On cleverness

Today, John Scalzi posted on his blog, “Whatever,” a profound statement:

The failure state of clever is “asshole.”

The older I get, the more often I use “clever” in a pejorative sense. When I was younger, and in love with the idea of being smarter than everybody else around me, I would often try to be clever for cleverness’ sake. As I aged, I started being clever as a shortcut to bypass some effort or process I felt was extraneous. Looking back on some of those works and projects now, I find myself thinking, more often than not, “What the hell was I thinking?”

Life lesson: Cleverness can bite you in your failure state. If you’re humble, you can talk yourself out of being clever and into being good. It’s a tough battle.

Categories: Life

Don’t quit, don’t die

The story, which I’m lazily not going to look up, goes something like this: An elderly couple celebrates their long-time anniversary. Let’s say 50th. When asked by a well-wisher, “What’s the secret to staying married for so long?”, the man replies, “Don’t quit, don’t die.”

Today’s post on Zen Habits, “The One Deadly Sin of Changing Habits”, talks about that. The one guaranteed way to fail in starting a new habit is to not do the habit.

We see this all the time at our Aikido dojo. Someone will start training with us, and after a remarkably brief period of time—a couple of months, or weeks—they’ve stopped coming. “Work has really gotten busy,” they’ll say, or in one memorable instance, “I’m just not getting better.”

The funny thing about mastery: everyone who keeps practicing gets better. Everyone. Some people may get better faster than others, but everyone increases their level of competence up to the level of their practice.

Want to get better at something? Don’t quit, and don’t die.

I like simple.

Categories: Aikido, Life

What do you choose?

After Joe Stack’s plane crash here in Austin–actually, let’s call it what it is: a murder/suicide, plain and simple–I come back to my usual refrain when faced with a tragedy like this.

What drives a person to these lengths?

What kind of pain would cause a person to consider this as the best option for dealing with it? Where in their thought processes does the switch from “I’ve had all I can take” to “I’m going to take everybody out” occur?

My working hypothesis is that it all comes down to the foundation upon which you’ve built your life. If you define yourself by your job, or by your income, or by your family, and that foundation is taken away for some reason, then the process of grieving and rebuilding has to start from a much lower place than someone who has a firmer foundation.

I’m passionately atheist, so the concept of a Higher Power appeals to me not at all. But the wisest words I have ever heard are the Serenity Prayer adopted by 12-step programs.

God, grant me the serenity
To accept the things I cannot change;
The courage to change the things that I can;
And the wisdom to know the difference.

There’s a fine line to walk between”I can’t change it, and I accept it,” and “I can’t change it, and I’m a victim.” Joe Stack crossed the line from accepting the things that cannot change to being victimized by those things. Then, when he’d had enough, he lashed out with horrific violence at the people he saw as victimizing him.

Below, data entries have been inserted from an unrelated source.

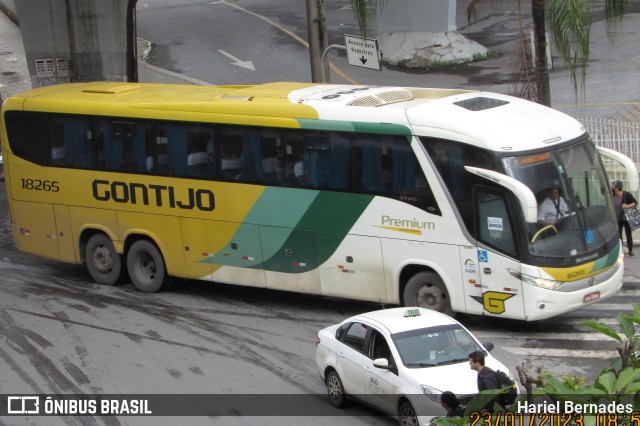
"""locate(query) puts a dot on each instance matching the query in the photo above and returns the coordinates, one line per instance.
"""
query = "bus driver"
(552, 208)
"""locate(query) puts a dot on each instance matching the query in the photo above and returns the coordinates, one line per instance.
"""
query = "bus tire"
(427, 290)
(146, 267)
(103, 262)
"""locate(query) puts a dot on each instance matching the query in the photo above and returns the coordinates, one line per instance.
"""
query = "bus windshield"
(575, 215)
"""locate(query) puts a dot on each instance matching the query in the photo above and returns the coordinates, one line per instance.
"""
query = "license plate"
(591, 297)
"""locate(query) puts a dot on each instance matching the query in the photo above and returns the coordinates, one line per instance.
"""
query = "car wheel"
(407, 415)
(146, 267)
(103, 262)
(426, 290)
(335, 390)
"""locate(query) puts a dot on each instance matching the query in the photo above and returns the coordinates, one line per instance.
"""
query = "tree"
(568, 20)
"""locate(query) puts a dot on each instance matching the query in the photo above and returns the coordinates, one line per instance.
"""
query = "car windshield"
(433, 346)
(574, 200)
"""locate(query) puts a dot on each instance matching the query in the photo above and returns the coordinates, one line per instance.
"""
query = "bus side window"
(230, 153)
(171, 153)
(120, 145)
(58, 153)
(294, 154)
(327, 160)
(369, 168)
(199, 159)
(254, 154)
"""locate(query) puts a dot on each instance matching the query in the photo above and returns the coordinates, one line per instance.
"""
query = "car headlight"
(433, 393)
(538, 282)
(620, 260)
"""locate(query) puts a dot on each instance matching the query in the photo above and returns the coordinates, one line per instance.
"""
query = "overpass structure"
(77, 40)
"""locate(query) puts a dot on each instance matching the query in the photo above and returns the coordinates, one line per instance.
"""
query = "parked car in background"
(400, 361)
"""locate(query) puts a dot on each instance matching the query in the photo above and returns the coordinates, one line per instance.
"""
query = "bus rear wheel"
(426, 290)
(103, 262)
(146, 267)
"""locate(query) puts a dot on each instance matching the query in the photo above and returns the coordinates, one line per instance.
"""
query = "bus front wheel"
(102, 260)
(146, 267)
(427, 290)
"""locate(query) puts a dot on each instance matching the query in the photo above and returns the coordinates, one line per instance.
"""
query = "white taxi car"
(400, 361)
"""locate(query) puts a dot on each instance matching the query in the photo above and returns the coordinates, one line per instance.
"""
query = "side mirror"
(381, 363)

I don’t know the details of Stack’s situation beyond what he posted in his online rant. But let’s accept that absolutely everything in his rant is 100% factually accurate. Assume, for the sake of argument, that the government is corrupt, that the tax code revisions made it impossible for him to make his living, and that his accountant threw him under the bus during the audit. Now he is about to have everything taken away from him, and will have to start over yet again, with every chance of failing again. He may end up losing my wife and stepdaughter in the process.

Without changing any of those facts, consider these two perspectives:
My patience has run out and I have no control over my life anymore. The government is entrenched and powerful, and the only way I can affect my circumstances is to end them. Perhaps by ending them violently, I will be able to make the situation better for others.

Now, with exactly the same facts and pain, imagine intentionally adopting this perspective:
I have no control over my life. I have to accept that I may be in a car wreck tomorrow. I have no control over the weather, over other drivers, or over the people in the government who have stripped my livelihood away from me yet again to pad their own pockets. The only thing in this world that I control directly is my own reaction. I can choose to be angry, to be bitter, to live my life in fear, to end my life, or to end my life violently and take others with me. Or I can choose to live my life in the best way I can, continue to cultivate myself to be the best person I can be, despite the efforts of other people to suppress me.

Without diminishing the severity of the bad circumstances one iota, the second perspective allows a person to accept that they have the ultimate in control: They control their own reactions.

That’s an unimaginably powerful feeling. In the midst of pain and loss, I can face my own grief with the courage of knowing that I, and I alone, am responsible for the next words out of my mouth. Will they be virtuous or vitriolic? Hurtful or healing? Will they cause suffering, or ease it?

I can’t control how others react. I only control myself. And that is sufficient.

If Joe Stack had believed that, there would have been a lot less suffering this past week.